Nächster Schock für Project-AnlegerInnen

Die fünfte Insolvenz betrifft nun die Investmentsparte

Eigentlich wollte die Project-Gruppe für den Worst-Case vorsorgen und hat zwei voneinander unabhängige Unternehmensgruppen aufgebaut. Sogar die Standorte wurden getrennt, denn die Immobiliensparte hat ihren Sitz in Nürnberg, während die Investment-MitarbeiterInnen in Bamberg schaffen. Dass nun bei der Project Vermittlungs GmbH ebenfalls ein Antrag auf Regelinsolvenz gestellt wurde, vergrößert die Befürchtungen enorm, denn damit ist nun auch ein Unternehmen der Investmentsparte betroffen. Für die 30.000 AnlegerInnen der 20 Publikums-Fonds und deren 1,4 Milliarden Euro sind das keine guten Nachrichten.

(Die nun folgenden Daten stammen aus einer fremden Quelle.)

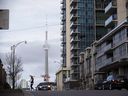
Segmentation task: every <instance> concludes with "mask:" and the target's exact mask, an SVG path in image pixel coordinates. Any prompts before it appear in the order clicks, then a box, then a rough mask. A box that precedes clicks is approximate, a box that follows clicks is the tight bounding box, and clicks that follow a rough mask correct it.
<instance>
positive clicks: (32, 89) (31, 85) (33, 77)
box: [30, 75, 34, 91]
mask: <svg viewBox="0 0 128 96" xmlns="http://www.w3.org/2000/svg"><path fill="white" fill-rule="evenodd" d="M30 77H31V79H30V90H31V91H32V90H33V89H34V88H33V84H34V77H33V76H32V75H30Z"/></svg>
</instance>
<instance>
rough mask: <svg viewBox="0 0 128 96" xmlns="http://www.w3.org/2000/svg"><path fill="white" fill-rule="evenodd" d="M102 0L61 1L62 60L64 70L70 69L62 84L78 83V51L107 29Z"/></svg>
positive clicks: (95, 39) (61, 55) (79, 79)
mask: <svg viewBox="0 0 128 96" xmlns="http://www.w3.org/2000/svg"><path fill="white" fill-rule="evenodd" d="M103 1H104V0H100V2H99V1H97V0H62V1H61V14H62V18H61V24H62V30H61V35H62V44H61V45H62V55H61V56H62V64H63V66H64V67H66V68H67V74H68V73H69V72H70V75H68V76H66V77H67V78H68V80H66V81H65V84H66V85H65V86H69V85H74V82H76V83H77V84H76V83H75V84H76V87H78V86H80V67H79V65H80V63H79V54H80V53H81V52H83V51H84V49H85V48H87V47H89V46H90V45H91V44H92V43H93V41H95V40H98V39H100V38H101V37H102V36H104V35H105V34H106V33H107V30H106V28H105V27H104V22H105V18H106V16H105V15H103V14H104V2H103ZM69 70H70V71H69ZM69 78H70V79H69ZM72 87H73V86H72ZM74 88H75V85H74Z"/></svg>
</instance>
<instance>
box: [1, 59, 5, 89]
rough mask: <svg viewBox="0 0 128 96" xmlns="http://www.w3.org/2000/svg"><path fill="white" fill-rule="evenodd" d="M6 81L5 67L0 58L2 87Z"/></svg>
mask: <svg viewBox="0 0 128 96" xmlns="http://www.w3.org/2000/svg"><path fill="white" fill-rule="evenodd" d="M5 83H6V72H5V69H4V68H3V64H2V61H1V59H0V89H3V88H4V84H5Z"/></svg>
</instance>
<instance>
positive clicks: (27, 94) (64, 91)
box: [24, 90, 128, 96]
mask: <svg viewBox="0 0 128 96" xmlns="http://www.w3.org/2000/svg"><path fill="white" fill-rule="evenodd" d="M24 96H128V91H127V90H121V91H120V90H112V91H110V90H87V91H76V90H73V91H62V92H61V91H32V92H30V91H24Z"/></svg>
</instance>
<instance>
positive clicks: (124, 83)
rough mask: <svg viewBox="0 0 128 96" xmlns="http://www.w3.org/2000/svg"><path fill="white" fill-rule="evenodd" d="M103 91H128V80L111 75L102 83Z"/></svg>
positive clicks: (107, 77)
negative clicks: (124, 89) (112, 90)
mask: <svg viewBox="0 0 128 96" xmlns="http://www.w3.org/2000/svg"><path fill="white" fill-rule="evenodd" d="M102 89H103V90H112V89H119V90H121V89H127V90H128V79H127V78H126V77H125V76H117V77H114V76H112V75H109V76H108V77H107V79H106V80H105V81H103V83H102Z"/></svg>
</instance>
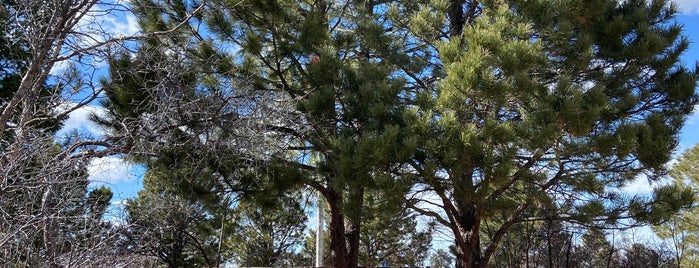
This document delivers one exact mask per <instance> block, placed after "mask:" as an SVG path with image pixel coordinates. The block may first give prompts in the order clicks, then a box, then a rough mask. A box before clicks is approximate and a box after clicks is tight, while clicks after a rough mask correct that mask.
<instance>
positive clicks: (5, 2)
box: [0, 0, 190, 267]
mask: <svg viewBox="0 0 699 268" xmlns="http://www.w3.org/2000/svg"><path fill="white" fill-rule="evenodd" d="M128 12H129V6H128V5H125V4H123V3H121V2H120V1H108V0H45V1H31V0H18V1H3V2H2V6H0V15H1V16H2V18H3V20H4V22H3V23H0V26H1V28H2V29H1V30H2V43H1V44H0V45H1V46H2V53H3V55H1V57H2V58H0V64H2V67H3V68H4V70H3V71H2V74H0V79H2V80H3V85H2V87H0V91H2V94H1V95H0V263H4V264H8V265H10V266H13V265H18V266H34V267H35V266H48V267H96V266H105V265H108V264H113V265H117V264H118V265H121V266H124V265H134V266H139V265H146V264H144V263H146V262H148V261H147V260H143V259H142V258H141V257H137V256H134V255H130V254H129V253H128V252H126V251H123V249H121V248H119V247H118V244H119V243H118V242H119V240H120V239H121V238H120V236H121V234H120V229H122V228H124V227H123V226H118V225H113V224H109V223H107V222H105V220H104V219H102V218H101V215H100V216H94V215H97V213H94V212H93V211H90V209H89V207H90V206H91V204H89V201H90V200H89V198H87V196H86V195H87V190H88V183H89V182H88V180H87V175H88V174H87V169H86V166H87V165H88V164H89V163H90V161H91V159H94V158H95V157H103V156H107V155H115V154H121V153H123V152H124V151H125V149H124V148H122V147H119V146H118V145H119V144H117V143H115V142H113V141H112V140H109V138H104V137H99V136H96V135H93V134H89V133H79V132H77V131H75V132H69V133H61V135H60V136H58V135H57V134H56V133H57V132H56V131H57V130H58V129H59V128H60V126H61V122H62V121H63V120H65V119H66V118H68V117H69V115H70V114H71V113H73V112H75V111H77V110H79V109H83V108H87V107H90V106H94V105H96V100H98V99H99V98H100V97H102V96H103V95H102V94H103V86H102V85H103V83H102V82H101V81H100V78H101V77H100V76H103V74H101V70H103V69H104V67H105V66H106V61H107V59H109V58H111V57H112V56H113V54H114V53H115V51H121V50H123V48H125V47H127V46H128V44H127V42H129V41H133V40H139V39H142V38H144V37H143V36H142V35H139V34H138V33H137V32H128V33H120V32H117V31H114V29H110V26H109V25H107V24H108V22H109V21H110V20H113V19H115V18H116V16H117V14H126V13H128ZM188 19H190V17H186V18H185V20H188ZM176 27H180V26H176ZM167 33H169V31H163V32H160V33H150V36H157V35H164V34H167ZM124 34H129V35H128V36H124ZM12 77H14V78H12ZM10 79H14V80H13V81H15V83H9V84H8V83H4V82H6V81H5V80H8V81H9V80H10ZM93 216H94V217H93Z"/></svg>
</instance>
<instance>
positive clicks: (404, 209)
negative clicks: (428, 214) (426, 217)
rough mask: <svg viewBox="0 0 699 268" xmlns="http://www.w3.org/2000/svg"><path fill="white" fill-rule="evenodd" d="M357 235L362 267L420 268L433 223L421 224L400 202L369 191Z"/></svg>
mask: <svg viewBox="0 0 699 268" xmlns="http://www.w3.org/2000/svg"><path fill="white" fill-rule="evenodd" d="M364 204H365V205H366V208H365V211H364V215H365V217H364V219H363V222H362V226H363V228H362V232H361V235H360V242H359V248H360V252H361V253H360V255H359V264H360V265H361V266H364V267H380V266H382V263H384V262H385V263H387V264H388V266H391V267H419V266H422V265H423V263H424V261H425V260H427V258H428V257H429V256H428V252H429V249H430V246H431V242H432V234H433V231H434V223H430V222H427V223H425V222H422V224H420V222H419V220H420V219H423V218H421V217H419V216H418V215H417V214H416V213H415V212H413V211H410V210H408V209H407V208H405V206H404V204H403V203H400V202H395V203H392V202H390V199H389V198H383V196H382V194H381V192H377V191H371V190H370V191H368V192H367V195H366V196H365V200H364Z"/></svg>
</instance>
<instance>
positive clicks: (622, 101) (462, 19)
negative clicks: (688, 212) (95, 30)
mask: <svg viewBox="0 0 699 268" xmlns="http://www.w3.org/2000/svg"><path fill="white" fill-rule="evenodd" d="M405 2H410V3H405ZM195 4H197V3H193V2H191V3H190V2H187V1H151V2H149V3H146V4H140V3H135V2H134V6H135V8H134V9H135V10H136V11H137V14H138V15H139V22H140V23H141V25H142V28H143V29H144V30H145V31H146V32H154V31H162V30H165V29H168V28H170V27H172V26H173V22H176V21H179V20H180V19H182V18H183V17H184V16H186V14H187V13H188V11H190V10H192V9H193V8H194V6H195ZM205 9H206V10H205V11H206V12H203V13H200V14H196V15H195V17H194V20H193V21H192V22H191V23H192V24H190V25H193V24H194V22H196V24H197V26H196V27H181V28H178V29H176V30H175V31H173V34H172V35H167V36H164V37H162V38H152V39H147V40H145V41H144V42H143V44H142V46H141V47H140V48H139V53H137V55H136V56H135V57H133V58H132V57H131V56H128V57H122V58H119V57H117V58H115V59H113V68H112V73H111V75H112V81H110V82H111V83H113V84H111V85H109V84H108V85H109V86H108V87H107V92H108V94H107V95H108V97H109V102H107V103H106V106H107V107H110V110H111V111H112V112H113V114H112V117H113V118H112V119H117V120H112V122H111V123H110V122H105V124H111V126H112V127H113V128H114V129H116V130H119V131H123V130H129V129H119V128H120V127H121V126H120V123H123V122H124V121H128V120H129V119H133V118H140V120H141V121H140V122H147V124H141V125H137V126H136V127H134V128H135V129H136V130H140V132H138V131H133V130H130V132H128V133H137V135H135V136H134V137H133V138H132V141H133V144H134V147H136V148H141V147H138V146H140V145H139V144H146V145H148V146H143V148H146V149H145V150H144V151H145V152H144V154H146V155H149V156H153V157H150V158H142V159H139V160H140V161H143V162H147V163H148V165H149V168H151V172H153V173H152V174H154V175H155V174H157V176H158V177H162V178H163V180H166V179H165V178H171V177H176V178H178V179H176V180H172V181H173V182H172V183H170V184H168V186H167V187H171V188H173V189H179V190H178V193H184V191H182V190H184V189H187V190H188V191H189V193H192V195H191V196H189V197H186V198H187V199H190V198H191V199H192V200H196V202H202V204H206V203H209V201H204V200H205V199H208V197H212V200H216V197H215V196H217V195H221V193H236V194H243V196H245V197H246V198H249V199H250V200H254V201H256V202H257V203H256V204H268V205H278V203H276V202H277V201H279V200H277V199H278V198H280V197H282V196H284V194H285V193H288V191H289V190H294V189H298V186H299V185H300V184H303V185H306V186H310V187H311V188H313V189H314V190H317V191H318V192H320V193H321V194H322V195H323V196H324V197H325V199H326V200H327V201H328V203H329V204H328V205H329V213H330V215H331V217H330V218H331V219H332V221H333V222H331V224H330V229H331V230H330V232H329V233H330V234H331V236H332V237H331V241H330V245H331V248H332V251H333V254H335V256H336V258H335V260H334V261H335V265H338V266H356V265H358V261H357V260H355V258H357V256H359V255H360V254H359V252H360V251H361V250H360V248H361V247H362V246H367V245H370V244H368V243H370V242H368V240H364V243H363V245H362V243H359V241H362V239H363V238H362V237H363V236H364V237H367V238H369V237H371V234H363V235H360V233H361V230H362V229H363V228H362V226H363V225H364V227H366V229H368V230H371V229H372V228H387V229H393V228H395V227H393V226H384V225H382V222H388V221H386V220H385V219H382V217H381V216H380V215H379V214H378V213H376V210H375V209H374V208H372V206H373V205H375V204H394V202H395V201H396V200H397V201H398V203H402V202H401V201H403V199H404V197H405V196H406V195H407V193H409V192H411V191H415V192H418V193H423V192H430V193H432V194H434V196H436V197H438V198H439V199H440V201H441V203H442V204H441V205H442V206H441V208H442V209H443V210H444V211H440V212H434V211H429V210H427V209H424V208H421V207H420V206H419V205H420V204H422V203H425V202H426V200H421V199H419V198H414V199H410V200H408V205H409V206H411V207H412V208H414V209H416V210H419V211H420V212H421V213H423V214H425V215H428V216H431V217H434V218H435V220H436V221H437V222H439V223H441V224H443V225H445V226H446V227H448V229H450V230H453V231H454V237H455V238H456V242H457V253H459V254H460V255H461V258H462V259H459V261H466V262H467V263H465V265H466V266H485V265H487V264H488V261H489V258H491V257H493V256H494V255H493V254H494V253H495V252H497V247H498V245H499V243H501V242H502V241H503V239H505V240H508V243H512V244H513V245H514V244H515V243H514V242H515V241H513V240H511V239H512V238H510V237H508V236H506V234H507V232H508V231H510V230H519V231H525V232H527V231H529V232H534V233H542V232H544V233H545V234H546V235H547V236H546V238H547V239H548V242H549V245H548V246H549V250H548V251H547V252H548V253H547V254H548V260H550V261H549V262H548V265H549V266H552V265H554V263H555V265H563V263H566V264H569V262H563V261H562V260H561V259H556V260H554V258H553V255H555V254H559V255H560V254H562V253H561V252H554V251H553V250H550V248H553V245H554V244H555V246H556V247H557V249H561V250H562V249H563V248H566V249H567V250H568V251H567V253H571V252H574V250H573V247H572V243H571V242H570V241H571V239H570V237H571V236H570V235H569V234H566V233H564V232H563V233H562V232H560V230H558V229H565V228H564V227H566V226H567V225H566V224H580V225H582V226H587V227H606V228H614V227H617V226H618V224H620V221H619V219H622V218H631V220H635V221H636V222H638V223H646V222H648V223H658V222H663V221H667V220H669V219H671V217H672V214H673V213H675V212H676V211H678V210H679V209H681V208H683V207H685V206H687V205H688V203H690V202H691V198H692V195H691V192H690V191H689V190H687V189H686V188H681V187H659V188H657V189H655V192H654V194H653V195H652V196H649V197H628V198H627V197H625V196H623V195H622V194H619V193H618V187H621V186H623V185H625V184H627V183H629V182H631V181H632V180H634V179H636V178H637V177H638V176H639V175H641V174H649V175H650V179H651V180H655V179H657V178H659V177H661V176H662V175H664V172H665V170H664V164H665V163H666V162H667V161H668V160H669V159H670V156H671V154H672V151H673V150H674V148H675V147H676V145H677V134H678V131H679V129H680V127H681V125H682V123H683V122H684V120H685V117H686V116H687V114H689V113H690V112H691V111H692V109H693V107H694V106H695V105H696V104H697V101H698V98H697V96H696V93H695V92H694V88H695V86H696V80H697V78H698V77H697V73H696V70H695V69H688V68H685V67H683V66H682V65H681V64H680V62H679V56H680V54H681V53H682V52H683V51H684V50H686V48H687V45H688V41H687V40H686V38H684V37H683V36H682V31H681V27H680V26H678V25H676V24H674V22H673V15H674V14H675V12H676V11H675V10H674V7H673V6H671V5H668V2H667V1H662V0H656V1H641V0H632V1H616V0H594V1H582V0H574V1H546V0H535V1H531V0H527V1H520V0H507V1H503V0H499V1H497V0H493V1H457V0H451V1H445V0H435V1H402V2H401V1H364V2H362V1H348V2H346V3H335V2H332V1H313V3H310V2H308V3H306V2H298V1H286V0H285V1H222V0H221V1H210V2H207V5H206V6H205ZM199 27H204V28H206V30H205V31H199V32H197V31H196V30H194V29H197V28H199ZM161 47H165V48H168V49H169V52H170V53H160V54H159V53H155V52H156V49H157V48H161ZM230 48H234V49H230ZM151 54H152V55H155V56H151ZM207 63H211V64H210V66H209V65H207ZM168 68H169V69H168ZM161 70H167V71H171V70H174V71H172V72H162V71H161ZM173 73H174V75H173ZM162 81H165V82H162ZM231 81H236V82H239V81H243V83H244V84H245V85H246V86H247V88H249V90H250V91H249V92H245V94H248V95H245V94H243V95H236V94H232V96H236V97H243V98H242V99H244V100H245V101H243V102H237V103H226V105H223V106H221V107H222V108H221V109H219V110H221V111H227V112H230V111H234V112H230V113H224V114H225V115H226V116H227V117H225V116H222V115H221V113H216V112H213V113H212V112H211V111H212V110H214V111H217V110H216V109H212V110H202V107H205V108H206V107H212V106H213V107H216V106H215V105H211V103H215V102H211V101H210V99H207V97H211V96H215V97H217V98H218V97H219V96H224V97H223V98H221V99H226V98H225V96H231V95H225V94H223V95H216V94H219V93H222V92H223V93H225V92H230V91H235V92H238V91H237V90H238V89H237V88H235V87H234V89H230V88H231V87H228V85H229V83H230V82H231ZM153 82H155V83H154V84H153ZM237 85H239V84H237ZM163 88H166V90H164V91H163ZM143 89H146V90H145V91H144V90H143ZM158 90H160V91H158ZM227 90H228V91H227ZM143 92H147V93H143ZM263 92H264V93H265V94H269V95H262V93H263ZM166 93H167V94H166ZM214 93H215V94H214ZM258 94H260V95H258ZM163 95H166V96H175V95H176V96H184V97H182V98H180V99H176V101H167V100H172V99H164V98H160V96H163ZM258 96H265V97H266V96H270V97H269V98H266V99H265V98H258ZM244 97H249V98H244ZM217 98H213V99H217ZM261 99H265V100H270V99H271V100H272V101H271V102H272V103H274V104H267V105H265V103H263V101H261ZM204 100H206V101H204ZM180 101H181V102H180ZM286 101H288V102H286ZM173 103H174V104H177V105H172V106H168V105H165V107H171V108H172V109H170V110H164V109H162V107H163V106H162V105H163V104H173ZM281 103H286V104H288V103H291V104H292V105H288V106H284V105H282V104H281ZM180 104H181V105H182V106H178V105H180ZM185 104H191V105H185ZM110 105H111V106H110ZM120 107H123V109H122V108H120ZM154 107H155V108H154ZM231 107H233V108H231ZM260 107H261V108H260ZM224 108H225V109H224ZM263 108H264V109H271V110H273V111H274V112H270V113H264V112H261V111H264V109H263ZM120 109H122V110H120ZM154 111H158V112H157V113H156V112H154ZM204 111H205V112H204ZM252 111H255V113H254V112H252ZM280 111H281V112H280ZM161 112H167V114H169V115H170V117H166V118H167V120H150V121H149V120H144V119H147V117H148V116H152V115H154V114H159V113H161ZM248 117H251V118H252V120H249V121H245V119H246V118H248ZM107 121H109V120H107ZM241 121H243V122H245V123H244V124H238V123H239V122H241ZM115 122H116V123H115ZM155 122H168V125H165V126H161V127H159V128H151V129H149V128H145V127H143V125H149V124H155ZM131 127H132V126H128V124H127V128H131ZM139 127H143V128H142V129H139ZM153 129H155V130H156V131H153ZM161 130H162V131H167V133H168V135H162V136H155V135H153V133H159V131H161ZM240 133H242V134H240ZM251 133H253V134H251ZM245 134H247V135H248V136H254V137H256V138H257V139H245V138H243V136H246V135H245ZM139 135H140V136H139ZM153 136H155V137H153ZM149 138H150V140H149ZM246 138H247V137H246ZM256 140H259V141H264V142H260V143H263V144H264V145H266V147H265V146H261V148H257V146H256V145H258V143H251V141H256ZM120 141H123V140H120ZM158 142H161V143H162V144H163V145H164V146H161V144H160V143H158ZM125 143H128V141H127V142H125ZM246 144H252V145H250V146H248V147H245V148H242V149H240V148H233V147H241V146H245V145H246ZM149 146H150V147H149ZM188 174H189V175H188ZM192 174H196V176H190V175H192ZM170 180H171V179H167V181H170ZM267 193H269V194H267ZM200 195H201V196H207V198H204V199H201V200H199V199H198V198H199V197H198V196H200ZM418 196H420V195H419V194H416V195H411V197H418ZM374 198H375V199H374ZM375 201H376V202H375ZM427 202H429V201H427ZM215 203H217V202H213V203H212V204H215ZM250 206H251V208H254V209H253V210H251V211H250V213H251V214H250V215H261V214H262V212H260V211H261V209H264V206H262V207H260V208H258V207H254V206H258V205H250ZM385 208H386V210H387V213H386V215H394V214H393V213H391V212H397V211H402V209H403V208H402V207H401V206H387V207H385ZM256 209H260V211H258V210H256ZM442 212H443V213H442ZM250 215H248V216H247V217H251V216H250ZM253 218H254V217H253ZM258 218H259V220H260V221H262V222H264V221H266V220H267V219H263V218H261V217H258ZM537 218H539V219H544V220H543V223H547V224H549V225H546V226H544V225H540V224H542V222H539V223H537V225H535V226H530V227H527V228H520V226H517V225H518V224H519V223H521V222H527V221H529V220H530V219H537ZM406 224H407V225H405V226H401V228H405V229H411V228H415V226H414V225H411V223H410V222H407V223H406ZM486 224H488V225H490V226H488V230H487V232H482V231H481V230H480V228H482V227H483V225H486ZM411 226H412V227H411ZM535 227H536V228H535ZM544 227H546V228H544ZM518 228H519V229H518ZM258 229H259V228H258ZM533 230H536V231H533ZM553 230H557V231H555V232H554V231H553ZM554 233H556V234H555V235H554ZM480 235H484V236H486V237H484V238H482V239H481V237H480ZM396 236H398V235H396ZM384 238H385V237H381V239H384ZM381 239H379V240H381ZM417 240H421V239H417ZM255 241H256V242H259V243H258V244H260V245H263V244H264V245H267V248H272V247H271V246H269V245H270V244H269V242H270V236H267V237H264V236H262V238H260V240H255ZM394 242H395V241H394ZM394 242H391V243H394ZM395 243H398V242H395ZM566 243H567V244H566ZM252 244H254V243H251V245H252ZM360 245H361V246H360ZM564 245H567V247H563V246H564ZM529 246H532V245H529V244H527V245H524V244H519V245H516V247H519V248H521V247H529ZM536 246H537V247H541V246H542V245H536ZM481 247H484V248H481ZM246 250H247V249H246ZM639 252H641V251H640V249H639ZM554 253H555V254H554ZM527 254H529V253H528V252H527V253H526V254H524V255H522V254H521V253H517V254H514V253H513V254H510V255H509V256H512V258H517V257H515V256H528V255H527ZM542 256H543V255H542ZM420 258H424V256H420ZM367 259H371V260H367V262H372V263H373V262H374V259H376V258H368V257H367ZM416 259H419V258H416ZM260 261H262V260H260ZM567 261H572V259H568V260H567ZM267 263H269V259H268V261H267Z"/></svg>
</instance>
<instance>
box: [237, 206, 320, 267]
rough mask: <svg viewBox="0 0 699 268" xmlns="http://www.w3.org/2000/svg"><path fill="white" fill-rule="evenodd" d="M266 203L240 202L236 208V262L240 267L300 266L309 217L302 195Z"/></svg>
mask: <svg viewBox="0 0 699 268" xmlns="http://www.w3.org/2000/svg"><path fill="white" fill-rule="evenodd" d="M274 199H276V200H272V201H269V202H267V203H266V204H265V203H261V202H259V201H253V200H245V199H243V200H241V201H240V202H238V204H237V205H236V206H235V212H234V221H235V225H234V227H233V228H234V232H235V235H234V240H233V241H232V247H233V249H232V250H233V254H234V255H235V257H234V260H235V262H236V263H237V264H238V265H240V266H247V267H279V266H299V265H303V264H302V263H296V262H297V261H300V260H299V259H300V257H299V256H298V255H297V251H298V248H299V247H300V246H302V244H303V239H304V231H305V229H306V224H305V223H306V221H307V217H306V215H305V211H304V207H305V206H304V204H303V203H302V201H301V200H303V197H302V195H301V194H300V193H296V194H288V195H284V196H280V197H276V198H274Z"/></svg>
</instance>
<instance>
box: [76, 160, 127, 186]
mask: <svg viewBox="0 0 699 268" xmlns="http://www.w3.org/2000/svg"><path fill="white" fill-rule="evenodd" d="M132 167H133V164H131V163H129V162H127V161H126V160H124V159H121V158H117V157H102V158H95V159H92V161H90V164H89V165H88V166H87V172H88V173H89V174H90V175H89V176H88V180H90V181H91V182H98V183H106V184H113V183H116V182H119V181H132V180H134V179H136V178H137V175H136V174H134V173H133V172H132V171H131V170H132Z"/></svg>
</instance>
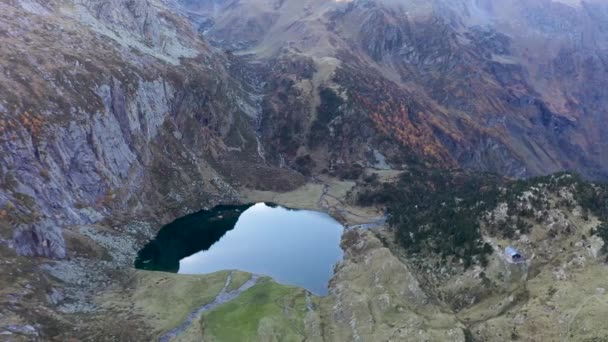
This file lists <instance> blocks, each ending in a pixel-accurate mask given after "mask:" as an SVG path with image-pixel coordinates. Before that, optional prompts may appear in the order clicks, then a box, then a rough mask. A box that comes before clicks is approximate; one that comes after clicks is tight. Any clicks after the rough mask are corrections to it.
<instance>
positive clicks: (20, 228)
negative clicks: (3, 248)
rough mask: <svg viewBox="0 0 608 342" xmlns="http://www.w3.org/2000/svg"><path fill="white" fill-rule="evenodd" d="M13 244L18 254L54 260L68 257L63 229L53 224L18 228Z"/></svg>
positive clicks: (46, 223)
mask: <svg viewBox="0 0 608 342" xmlns="http://www.w3.org/2000/svg"><path fill="white" fill-rule="evenodd" d="M12 244H13V246H14V247H15V250H16V251H17V253H19V254H21V255H27V256H38V257H46V258H52V259H63V258H65V257H66V250H65V241H64V239H63V236H62V234H61V229H60V228H59V227H57V226H56V225H53V224H51V223H42V222H41V223H38V224H34V225H30V226H25V227H21V228H18V229H17V230H15V232H14V237H13V240H12Z"/></svg>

Schultze & Braun. Zu ersten Insolvenzanträgen der Project-Gruppe von vergangener Woche (Bericht vom 9. August 2023) hat das Amtsgericht Nürnberg nun erste Beschlüsse veröffentlicht. Positiv ist, dass mit Schultze & Braun eine der professionellen Kanzleien eingesetzt wurde. Zur Vermeidung möglicher Interessenskonflikte hat das Amtsgericht Nürnberg sogar verschiedene vorläufige InsolvenzverwalterInnen bestellt. Konkret sind dies folgende Personen:
– PROJECT Immobilien Wohnen und Gewerbe GmbH – Az.: IN 978/23 – Dr. Elske Fehl-Weileder
– PROJECT Immobilien Management GmbH – Az.: IN 977/23 – Volker Böhm

Fünf Insolvenzen in der Project-Gruppe gibt es bisher. Die neueste Hiobsbotschaft betrifft die Investmentsparte, die eigentlich vom Immobilienbereich getrennt sein sollte.
Fünf Insolvenzen in der Project-Gruppe gibt es bisher. Die neueste Hiobsbotschaft betrifft die Investmentsparte, die eigentlich vom Immobilienbereich getrennt sein sollte.
Quelle: Homepage der Project-Gruppe und eigene Ergänzungen

PROJECT Immobilien Projektentwicklungs GmbH. In einem weiteren Fall hat das Amtsgericht Nürnberg ein vorläufiges Insolvenzverfahren eingeleitet (Az.: IN 999/23). Betroffen ist die PROJECT Immobilien Projektentwicklungs GmbH, ebenfalls eine 100-prozentige Tochtergesellschaft der PROJECT Real Estate AG. Das dritte insolvente Unternehmen entstand aus den vorher regional aufgestellten Projektentwicklungsgesellschaften PROJECT Immobilien Berlin GmbH, PROJECT Immobilien Bayern GmbH, PROJECT Immobilien Rhein-Main GmbH und PROJECT Immobilien Rheinland GmbH. Sie wurden 2021 zur PROJECT Immobilien Projektentwicklungs GmbH verschmolzen, die mit ihren regionalen Niederlassungen sowie einer zentralen Leitung die Immobilienentwicklung über den gesamten Ablauf verantwortete. Konkret wurden für die Gruppe die Aufgaben der Projektleitung, des Objektcontrollings und der strategischen Projektentwicklung übernommen.
Das Eigenkapital war Ende 2021 durch einen Jahresüberschuss in Höhe von 1,7 Millionen Euro auf 2,2 Millionen Euro angewachsen. Die Bilanzsumme belief sich Ende 2021 auf 12,2 Millionen Euro.
Nach Dr. Elske Fehl-Weileder und Volker Böhm ist mit Katharina Franke eine dritte Person aus der Kanzlei Schultze & Braun als vorläufige Insolvenzverwalterin bestellt worden. Das Insolvenzgericht versucht offenbar konsequent von Beginn Interessenskonflikte zu vermeiden.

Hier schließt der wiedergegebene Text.